“Honorary whites”?
Type de matériel :
81
Portuguese immigrants and their descendants are understudied, yet they occupy a particular position within the dynamics of social stratification in France. Provided with economic capital, they rarely reach the highest positions in the markets for diplomas and jobs. Based upon interview-driven fieldwork including observations, archives and statistics, this article describes the social and residential trajectories of this group in order to identify the processes of racialization as well as the hierarchies to which it contributes, by comparison with other immigrant groups. It does so by using the category of “honorary whites,” originating in the US context, in order to account for the importance of these intermediary groups in ethno-racial hierarchies. This category makes it possible to characterize the privilege of individuals of Portuguese background vis-à-vis colonial and postcolonial minorities as well as the ambivalent and precarious nature of such a privilege.

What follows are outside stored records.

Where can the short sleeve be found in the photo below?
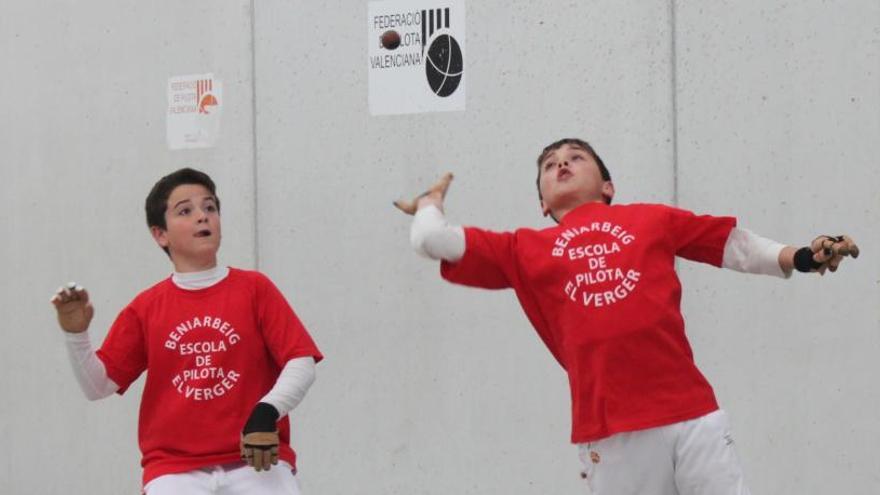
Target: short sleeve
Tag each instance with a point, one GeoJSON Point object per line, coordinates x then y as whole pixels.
{"type": "Point", "coordinates": [124, 349]}
{"type": "Point", "coordinates": [699, 237]}
{"type": "Point", "coordinates": [488, 260]}
{"type": "Point", "coordinates": [284, 334]}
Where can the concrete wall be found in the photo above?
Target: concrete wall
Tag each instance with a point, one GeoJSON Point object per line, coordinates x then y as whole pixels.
{"type": "Point", "coordinates": [82, 134]}
{"type": "Point", "coordinates": [766, 110]}
{"type": "Point", "coordinates": [779, 122]}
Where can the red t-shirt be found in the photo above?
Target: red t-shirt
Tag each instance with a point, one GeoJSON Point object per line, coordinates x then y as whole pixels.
{"type": "Point", "coordinates": [210, 356]}
{"type": "Point", "coordinates": [601, 290]}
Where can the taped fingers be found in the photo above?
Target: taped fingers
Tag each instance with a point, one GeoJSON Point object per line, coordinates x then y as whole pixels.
{"type": "Point", "coordinates": [440, 187]}
{"type": "Point", "coordinates": [260, 449]}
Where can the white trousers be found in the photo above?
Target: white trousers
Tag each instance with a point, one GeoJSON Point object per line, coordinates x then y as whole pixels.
{"type": "Point", "coordinates": [694, 457]}
{"type": "Point", "coordinates": [236, 479]}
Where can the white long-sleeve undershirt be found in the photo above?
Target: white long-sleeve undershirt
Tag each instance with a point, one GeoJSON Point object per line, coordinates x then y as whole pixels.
{"type": "Point", "coordinates": [433, 237]}
{"type": "Point", "coordinates": [289, 390]}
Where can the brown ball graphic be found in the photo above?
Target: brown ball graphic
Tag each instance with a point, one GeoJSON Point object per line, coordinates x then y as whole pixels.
{"type": "Point", "coordinates": [390, 39]}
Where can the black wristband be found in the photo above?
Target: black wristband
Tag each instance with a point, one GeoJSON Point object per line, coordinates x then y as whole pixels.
{"type": "Point", "coordinates": [804, 262]}
{"type": "Point", "coordinates": [263, 419]}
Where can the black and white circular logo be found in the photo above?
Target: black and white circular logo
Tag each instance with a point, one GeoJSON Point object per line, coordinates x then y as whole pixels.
{"type": "Point", "coordinates": [444, 64]}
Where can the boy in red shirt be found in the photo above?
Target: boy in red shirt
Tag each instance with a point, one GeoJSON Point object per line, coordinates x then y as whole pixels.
{"type": "Point", "coordinates": [601, 290]}
{"type": "Point", "coordinates": [225, 355]}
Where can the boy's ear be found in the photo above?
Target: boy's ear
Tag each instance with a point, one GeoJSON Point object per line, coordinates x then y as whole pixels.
{"type": "Point", "coordinates": [545, 210]}
{"type": "Point", "coordinates": [608, 190]}
{"type": "Point", "coordinates": [160, 235]}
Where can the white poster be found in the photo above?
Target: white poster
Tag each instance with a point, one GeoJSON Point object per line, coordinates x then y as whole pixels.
{"type": "Point", "coordinates": [195, 104]}
{"type": "Point", "coordinates": [416, 56]}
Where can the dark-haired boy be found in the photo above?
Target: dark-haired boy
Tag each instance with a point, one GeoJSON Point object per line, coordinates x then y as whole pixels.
{"type": "Point", "coordinates": [225, 355]}
{"type": "Point", "coordinates": [601, 290]}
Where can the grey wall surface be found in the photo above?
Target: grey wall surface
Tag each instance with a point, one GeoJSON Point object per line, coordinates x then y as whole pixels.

In order to be effective, it requires the acceptance and the reproduction of the expectations of the dominant group, in particular when it comes to what differentiates one from stigmatized groups. The analysis of the contribution of postwar immigration and housing policies in the development of this privilege also suggests that racialization has not been a linear and uniform process. It has generated conditions of socialization that converged with some of the migratory projects of the families living in slums and, as a result, structured in the long run the trajectories and positioning strategies of the individuals who come from these families.